Yep. They all have the same number of pages. How can this be? The options within each group use “AND” matching, and groups are combined with each other using “AND” matching, so it doesn’t matter if you have one group or several. They are functionally identical.

Takeaway

If you want to split up an “AND” group because you think it will make sense to the user or will look nicer on the page, then go for it, but it will not affect page counts.

Other Things that Affect Page Counts

Test #7 — Changing “Items per Page”

This test uses the following parameters:

  • The faceted nav consists of five groups, with varying option counts, and a mix of different match types.
  • There are 10,000 products.
  • On average, each filtering option matches 20% of the products.
  • Links to empty results are blocked.

The test was repeated with different values for “Items per Page.”

This gives us:

ConfigurationPage Count
10 items per page18,690,151,025
32 items per page10,808,363,135
100 items per page8,800,911,375
320 items per page8,309,933,890
1,000 items per page8,211,780,310

This makes a difference when the values are small, but the effect tapers off as the values gets larger.

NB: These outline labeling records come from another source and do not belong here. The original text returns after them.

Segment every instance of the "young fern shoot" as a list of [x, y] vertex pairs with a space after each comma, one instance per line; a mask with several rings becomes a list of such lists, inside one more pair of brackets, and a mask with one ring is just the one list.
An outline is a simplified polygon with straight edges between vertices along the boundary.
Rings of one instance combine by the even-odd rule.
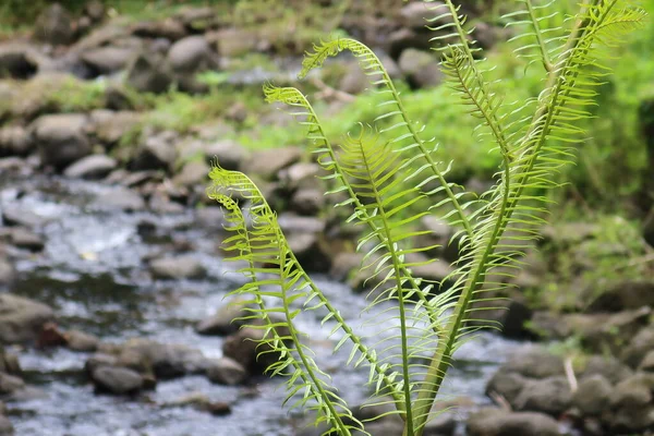
[[[311, 152], [331, 186], [328, 194], [344, 195], [347, 199], [336, 206], [349, 208], [348, 221], [365, 229], [358, 250], [365, 252], [364, 264], [377, 277], [370, 306], [384, 302], [392, 307], [375, 320], [380, 328], [397, 326], [390, 346], [387, 339], [365, 343], [346, 323], [304, 271], [275, 213], [245, 174], [218, 165], [210, 172], [208, 193], [227, 209], [231, 234], [223, 241], [227, 253], [245, 262], [241, 272], [250, 280], [233, 293], [251, 298], [250, 325], [265, 330], [261, 350], [281, 355], [269, 372], [288, 377], [287, 401], [315, 409], [316, 422], [342, 436], [365, 433], [364, 424], [314, 361], [296, 316], [315, 311], [334, 325], [332, 334], [340, 330], [336, 348], [350, 343], [348, 364], [366, 365], [375, 398], [395, 405], [405, 436], [421, 436], [456, 350], [481, 328], [471, 323], [474, 303], [505, 287], [491, 277], [519, 267], [524, 244], [535, 238], [546, 213], [544, 190], [556, 186], [553, 175], [573, 159], [574, 146], [583, 141], [580, 122], [590, 118], [595, 87], [608, 73], [602, 59], [646, 15], [627, 0], [583, 0], [578, 13], [567, 19], [567, 28], [547, 28], [555, 1], [517, 0], [517, 11], [505, 16], [518, 29], [513, 40], [523, 41], [516, 51], [526, 62], [541, 64], [544, 75], [537, 98], [518, 106], [506, 104], [495, 84], [486, 82], [487, 61], [480, 58], [459, 7], [451, 0], [425, 3], [432, 16], [427, 27], [434, 31], [432, 41], [448, 83], [479, 120], [477, 133], [489, 135], [501, 157], [495, 185], [480, 198], [447, 181], [450, 165], [437, 160], [437, 145], [421, 137], [422, 130], [410, 120], [384, 65], [362, 43], [338, 38], [316, 45], [300, 74], [304, 77], [327, 58], [350, 51], [374, 92], [385, 97], [373, 125], [360, 124], [338, 149], [300, 90], [264, 87], [267, 101], [287, 105], [307, 128]], [[432, 206], [419, 208], [425, 201]], [[453, 238], [460, 258], [443, 283], [413, 274], [436, 262], [414, 261], [416, 253], [433, 249], [421, 246], [425, 232], [415, 226], [426, 215], [460, 229]], [[387, 323], [388, 317], [393, 323]]]

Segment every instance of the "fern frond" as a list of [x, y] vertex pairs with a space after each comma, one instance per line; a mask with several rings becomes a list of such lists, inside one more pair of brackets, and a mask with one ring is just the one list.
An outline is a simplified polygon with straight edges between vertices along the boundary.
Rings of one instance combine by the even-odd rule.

Test #8 — Adding a Pagination Limit

Some sites, especially some very large online stores, try to reduce database load by setting a “pagination limit.” This is an arbitrary upper limit to the number of pages that can be returned for a given set of results.

For example, if a given filter combination matches 512,000 products, and the site is set up to show 10 products per page, this particular combination would normally create 51,200 pages. Some sites set an arbitrary limit of, say, 100. If the user clicks all the way to page 100, there is no link to continue further.

These sites do this because, compared to delivering pages at the start of a pagination structure, delivering pages deeper in a pagination structure create a massive load on the database (for technical reasons beyond the scope of this article). The larger the site, the greater the load, so the largest sites have to set the arbitrary limit.

This test uses the following parameters:

  • The faceted nav consists of five groups, with varying option counts, and a mix of different match types.
  • There are 500,000 products.
  • On average, each filtering option matches 20% of the products.
  • Links to empty results are blocked.

The test was repeated with different values for the pagination limit.

This gives us:

Pagination LimitTotal Page Count
512,079,937,370
1013,883,272,770
2015,312,606,795
4016,723,058,170
8017,680,426,670
16018,252,882,040
(no limit)18,690,151,025

That’s definitely an improvement, but it’s underwhelming. If you cut the pagination limit in half, you don’t wind up with half as many pages. It’s more in the neighborhood of 90% as many. But this improvement is free because this type of limit is usually added for reasons other than SEO.

Pagination Takeaways

Test 7:

  • For lower values, changing “Items per Page” improves page counts by a noticeable amount.
  • When the values get higher, the effect tapers off. This is happening because most of the results now fit on one page. (and the page count can’t get lower than one)

Test 8:

  • If you have a huge site implementing a pagination limit primarily for database performance reasons, you may see a minor SEO benefit as a free bonus.
  • If you’re not also doing this to reduce database load, it’s not worth it.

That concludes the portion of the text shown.